Por meio da tentativa revitalização integral da sociedade, “a força oculta dos protestantes” também implicava, em se tratando especialmente da reforma calvinista, “no estabelecimento de regras para a produção da riqueza, no atendimento dos pobres, na distribuição equitativa dos bens entre ricos e pobres” (CAMPOS, 2009), segundo a conhecida pesquisa do teólogo reformado André Biéler (1914-2006). Porém, no que diz respeito ao discurso que aqui se tornou hegemônico, o teólogo brasileiro Rubem Alves (1933-2014) sempre insistiu no argumento de que o PRD (Protestantismo da Reta Doutrina), um tipo ideal de corte weberiano, diga-se de passagem, teria permitido, ao deslocar a ênfase das estruturas para o indivíduo, o surgimento em nosso meio, ao longo século XX, de uma Era Protestante “às avessas”, marcada pelo dogmatismo, conservadorismo e gradativo bloqueio do diálogo ecumênico. Paradoxalmente, caminhou na contramão das tendências mundiais de “aggiornamento” ao possibilitar a manutenção do repertório teológico de um mundo que não mais existe.

Foto: Pixabay.com


Dito isso, gostaria de apontar, também, para o seguinte fato: nas versões mais institucionalizadas do protestantismo brasileiro, a produção de engajamento religioso operava em dois níveis distintos – a manutenção das configurações ideológicas do protestantismo missionário do século XIX, com seus padrões individualistas de “moral e costumes”, e um sentido religioso racional que se materializava em elementos de natureza ritual (protestantes “cantam” sua teologia...). Com o advento das lógicas secularizantes, na década de 1960, o primeiro nível tornou-se disfuncional. O que as igrejas brasileiras fizeram? Enquanto parcela significativa do protestantismo missionário apostou no reforço do discurso moralista (e vitoriano) de matriz (neo-)fundamentalista, algumas igrejas carismáticas e pentecostais, de um lado, e o movimento neopentecostal, de outro, instrumentalizaram o aspecto ritual ao nível da “teatralidade”, abandonando as lógicas “desenraizadoras” da ideologia protestante original. Ou seja, a dimensão ideológica foi totalmente subsumida nas/ pelas performances mágicas e “judaicizantes”.

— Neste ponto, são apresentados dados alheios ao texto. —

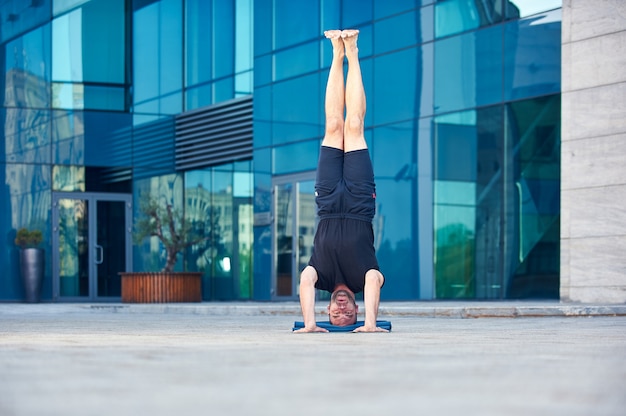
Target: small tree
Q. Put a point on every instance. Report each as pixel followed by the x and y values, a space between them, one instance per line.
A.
pixel 168 225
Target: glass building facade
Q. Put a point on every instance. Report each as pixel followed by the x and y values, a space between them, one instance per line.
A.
pixel 216 107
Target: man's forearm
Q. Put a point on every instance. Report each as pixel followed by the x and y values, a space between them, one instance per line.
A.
pixel 371 298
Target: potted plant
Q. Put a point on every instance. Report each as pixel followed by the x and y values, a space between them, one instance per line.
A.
pixel 175 233
pixel 32 262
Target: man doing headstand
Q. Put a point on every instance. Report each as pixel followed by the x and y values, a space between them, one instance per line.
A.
pixel 343 261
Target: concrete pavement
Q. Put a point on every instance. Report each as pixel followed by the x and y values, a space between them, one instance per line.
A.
pixel 241 358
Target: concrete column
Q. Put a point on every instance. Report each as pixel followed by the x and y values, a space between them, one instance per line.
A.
pixel 593 151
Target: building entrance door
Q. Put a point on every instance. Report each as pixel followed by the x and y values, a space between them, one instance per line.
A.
pixel 91 240
pixel 295 222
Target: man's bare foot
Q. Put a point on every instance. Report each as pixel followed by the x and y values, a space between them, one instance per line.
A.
pixel 337 41
pixel 350 37
pixel 348 33
pixel 333 34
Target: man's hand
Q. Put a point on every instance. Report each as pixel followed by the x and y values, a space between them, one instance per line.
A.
pixel 311 329
pixel 370 329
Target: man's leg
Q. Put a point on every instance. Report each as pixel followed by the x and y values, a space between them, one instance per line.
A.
pixel 354 138
pixel 335 93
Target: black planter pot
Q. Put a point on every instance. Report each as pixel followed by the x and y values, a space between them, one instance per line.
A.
pixel 32 262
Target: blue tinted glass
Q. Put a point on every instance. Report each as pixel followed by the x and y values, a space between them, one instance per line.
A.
pixel 171 104
pixel 523 8
pixel 262 27
pixel 455 16
pixel 263 70
pixel 157 48
pixel 455 147
pixel 145 53
pixel 244 84
pixel 19 16
pixel 296 61
pixel 223 39
pixel 468 70
pixel 262 118
pixel 103 41
pixel 396 32
pixel 171 46
pixel 395 95
pixel 296 21
pixel 104 98
pixel 198 41
pixel 383 8
pixel 330 16
pixel 224 89
pixel 68 134
pixel 108 138
pixel 296 110
pixel 394 228
pixel 26 135
pixel 244 41
pixel 355 13
pixel 27 70
pixel 394 151
pixel 199 96
pixel 532 60
pixel 298 157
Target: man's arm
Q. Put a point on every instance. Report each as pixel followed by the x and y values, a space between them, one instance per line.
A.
pixel 307 300
pixel 371 295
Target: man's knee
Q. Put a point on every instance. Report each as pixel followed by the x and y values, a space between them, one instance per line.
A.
pixel 334 126
pixel 354 126
pixel 374 277
pixel 308 276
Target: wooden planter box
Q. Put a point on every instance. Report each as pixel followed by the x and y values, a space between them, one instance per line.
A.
pixel 145 287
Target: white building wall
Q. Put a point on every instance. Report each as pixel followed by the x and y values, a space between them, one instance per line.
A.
pixel 593 152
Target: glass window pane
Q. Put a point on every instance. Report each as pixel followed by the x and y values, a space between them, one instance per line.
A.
pixel 296 110
pixel 532 60
pixel 456 16
pixel 397 32
pixel 469 212
pixel 223 39
pixel 20 16
pixel 296 61
pixel 523 8
pixel 157 50
pixel 108 139
pixel 298 157
pixel 27 70
pixel 533 126
pixel 393 151
pixel 88 43
pixel 243 36
pixel 26 135
pixel 383 8
pixel 60 6
pixel 199 96
pixel 296 22
pixel 198 41
pixel 103 34
pixel 355 13
pixel 262 118
pixel 390 91
pixel 68 133
pixel 394 230
pixel 468 70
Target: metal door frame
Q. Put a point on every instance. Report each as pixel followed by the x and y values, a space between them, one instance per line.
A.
pixel 92 199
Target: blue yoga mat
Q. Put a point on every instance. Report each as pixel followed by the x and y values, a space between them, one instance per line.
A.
pixel 349 328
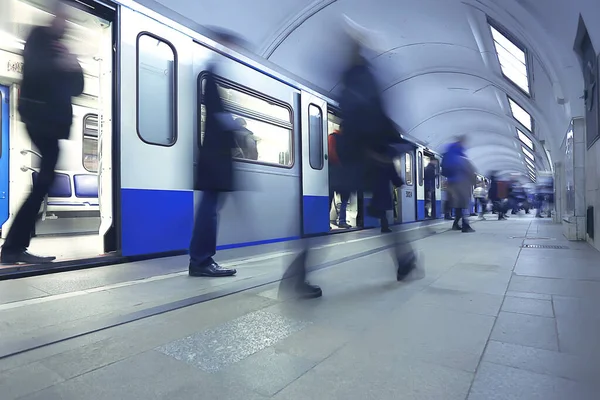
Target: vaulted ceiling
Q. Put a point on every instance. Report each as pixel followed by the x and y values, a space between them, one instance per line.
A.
pixel 437 61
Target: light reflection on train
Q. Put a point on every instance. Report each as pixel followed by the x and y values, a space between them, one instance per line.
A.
pixel 126 176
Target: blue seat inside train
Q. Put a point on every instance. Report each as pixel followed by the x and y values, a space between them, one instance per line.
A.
pixel 86 186
pixel 61 187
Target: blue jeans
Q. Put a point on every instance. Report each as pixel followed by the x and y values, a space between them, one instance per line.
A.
pixel 203 245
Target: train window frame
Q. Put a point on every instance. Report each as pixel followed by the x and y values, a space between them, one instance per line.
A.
pixel 420 168
pixel 408 172
pixel 86 136
pixel 319 143
pixel 1 102
pixel 251 114
pixel 175 103
pixel 437 173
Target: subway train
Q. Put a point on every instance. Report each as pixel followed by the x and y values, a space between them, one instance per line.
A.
pixel 125 178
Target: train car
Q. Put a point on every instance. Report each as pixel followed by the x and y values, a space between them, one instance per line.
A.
pixel 125 178
pixel 428 189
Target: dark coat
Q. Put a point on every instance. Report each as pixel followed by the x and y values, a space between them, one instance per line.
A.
pixel 46 90
pixel 214 170
pixel 367 132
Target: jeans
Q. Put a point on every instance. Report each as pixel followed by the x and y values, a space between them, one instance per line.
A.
pixel 19 235
pixel 203 245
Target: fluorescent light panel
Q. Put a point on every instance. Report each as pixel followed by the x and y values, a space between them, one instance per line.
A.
pixel 527 153
pixel 512 60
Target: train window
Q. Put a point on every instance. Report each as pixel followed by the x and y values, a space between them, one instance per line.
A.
pixel 408 169
pixel 315 137
pixel 420 168
pixel 333 123
pixel 265 133
pixel 90 143
pixel 156 91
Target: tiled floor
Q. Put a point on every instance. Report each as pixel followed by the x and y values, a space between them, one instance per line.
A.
pixel 489 320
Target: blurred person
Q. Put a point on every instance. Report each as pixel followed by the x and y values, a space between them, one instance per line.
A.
pixel 461 178
pixel 246 147
pixel 364 152
pixel 429 177
pixel 335 171
pixel 480 194
pixel 52 76
pixel 214 171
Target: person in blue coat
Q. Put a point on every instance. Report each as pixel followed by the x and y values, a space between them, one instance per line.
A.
pixel 461 178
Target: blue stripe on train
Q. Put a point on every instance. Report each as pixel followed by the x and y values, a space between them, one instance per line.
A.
pixel 156 221
pixel 315 214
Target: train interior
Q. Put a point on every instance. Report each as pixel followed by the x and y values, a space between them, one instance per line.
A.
pixel 431 182
pixel 73 217
pixel 338 203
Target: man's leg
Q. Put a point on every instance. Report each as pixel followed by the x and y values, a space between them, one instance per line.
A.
pixel 203 245
pixel 18 239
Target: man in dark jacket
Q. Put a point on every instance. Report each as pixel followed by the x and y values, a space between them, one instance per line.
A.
pixel 51 78
pixel 365 154
pixel 245 141
pixel 214 176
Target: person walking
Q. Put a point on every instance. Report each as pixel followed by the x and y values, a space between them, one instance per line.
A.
pixel 461 178
pixel 52 76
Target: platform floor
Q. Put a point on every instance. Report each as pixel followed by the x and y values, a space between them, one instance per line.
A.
pixel 491 319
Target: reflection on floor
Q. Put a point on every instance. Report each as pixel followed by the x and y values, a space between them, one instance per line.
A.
pixel 65 247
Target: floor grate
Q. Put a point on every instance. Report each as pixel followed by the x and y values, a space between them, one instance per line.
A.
pixel 544 246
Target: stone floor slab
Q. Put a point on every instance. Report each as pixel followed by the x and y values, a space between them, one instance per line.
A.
pixel 25 380
pixel 526 295
pixel 526 330
pixel 475 278
pixel 266 372
pixel 520 305
pixel 583 369
pixel 149 375
pixel 498 382
pixel 561 287
pixel 233 341
pixel 357 374
pixel 458 300
pixel 434 335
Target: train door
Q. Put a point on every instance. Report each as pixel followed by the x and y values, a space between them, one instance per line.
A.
pixel 420 188
pixel 315 169
pixel 70 215
pixel 156 196
pixel 4 159
pixel 405 195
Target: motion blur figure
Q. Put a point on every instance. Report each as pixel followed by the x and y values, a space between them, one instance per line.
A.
pixel 52 76
pixel 461 178
pixel 365 153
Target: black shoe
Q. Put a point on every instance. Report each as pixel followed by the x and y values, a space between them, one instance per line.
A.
pixel 308 291
pixel 24 257
pixel 212 270
pixel 405 267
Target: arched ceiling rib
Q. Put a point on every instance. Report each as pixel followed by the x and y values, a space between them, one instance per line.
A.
pixel 437 66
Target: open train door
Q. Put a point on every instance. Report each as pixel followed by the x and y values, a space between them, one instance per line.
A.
pixel 315 170
pixel 4 162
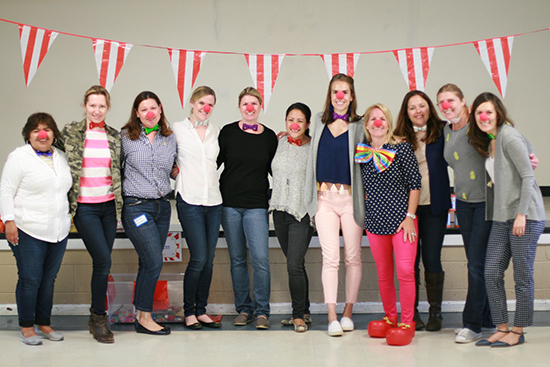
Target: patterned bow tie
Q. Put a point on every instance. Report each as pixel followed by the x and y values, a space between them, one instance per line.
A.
pixel 382 158
pixel 252 127
pixel 97 124
pixel 150 130
pixel 336 116
pixel 39 153
pixel 423 128
pixel 298 142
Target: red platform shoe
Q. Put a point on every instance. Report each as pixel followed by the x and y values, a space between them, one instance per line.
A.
pixel 379 328
pixel 401 335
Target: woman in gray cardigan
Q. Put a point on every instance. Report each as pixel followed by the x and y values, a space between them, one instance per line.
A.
pixel 514 204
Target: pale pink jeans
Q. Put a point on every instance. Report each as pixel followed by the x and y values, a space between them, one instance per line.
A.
pixel 383 248
pixel 335 210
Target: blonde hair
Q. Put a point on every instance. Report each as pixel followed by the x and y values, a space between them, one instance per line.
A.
pixel 389 119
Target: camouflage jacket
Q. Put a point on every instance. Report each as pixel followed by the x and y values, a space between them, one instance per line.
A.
pixel 72 142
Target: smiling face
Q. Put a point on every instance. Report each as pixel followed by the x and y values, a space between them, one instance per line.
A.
pixel 200 111
pixel 490 125
pixel 96 108
pixel 340 96
pixel 377 124
pixel 418 111
pixel 296 124
pixel 41 138
pixel 250 109
pixel 149 112
pixel 455 105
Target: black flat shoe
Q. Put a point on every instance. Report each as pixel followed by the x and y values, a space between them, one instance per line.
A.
pixel 195 326
pixel 143 330
pixel 211 325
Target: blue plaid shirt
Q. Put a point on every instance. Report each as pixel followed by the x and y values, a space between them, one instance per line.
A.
pixel 147 166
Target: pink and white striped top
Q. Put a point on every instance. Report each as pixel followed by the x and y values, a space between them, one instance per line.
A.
pixel 96 181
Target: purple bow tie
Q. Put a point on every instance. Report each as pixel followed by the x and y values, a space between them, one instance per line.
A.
pixel 253 127
pixel 49 153
pixel 336 116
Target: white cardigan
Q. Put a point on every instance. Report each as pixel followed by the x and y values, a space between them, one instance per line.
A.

Tensionada pelos extremos (CAVALCANTE, 2009, 2010), a tentativa de consolidação de uma “via média”, nos anos 1990, pelo chamado movimento “evangelical”, fracassou completamente nas denominações associadas ao chamado protestantismo brasileiro de origem missionária (presbiterianos, batistas, metodistas, etc.). Aqui, a secularização e as vias místicas de acesso ao sagrado passaram a se reforçar mutuamente, permitindo a produção de um fiel emocionalmente engajado, mas sem vínculos ideológicos com o discurso religioso que lhe serviu de base.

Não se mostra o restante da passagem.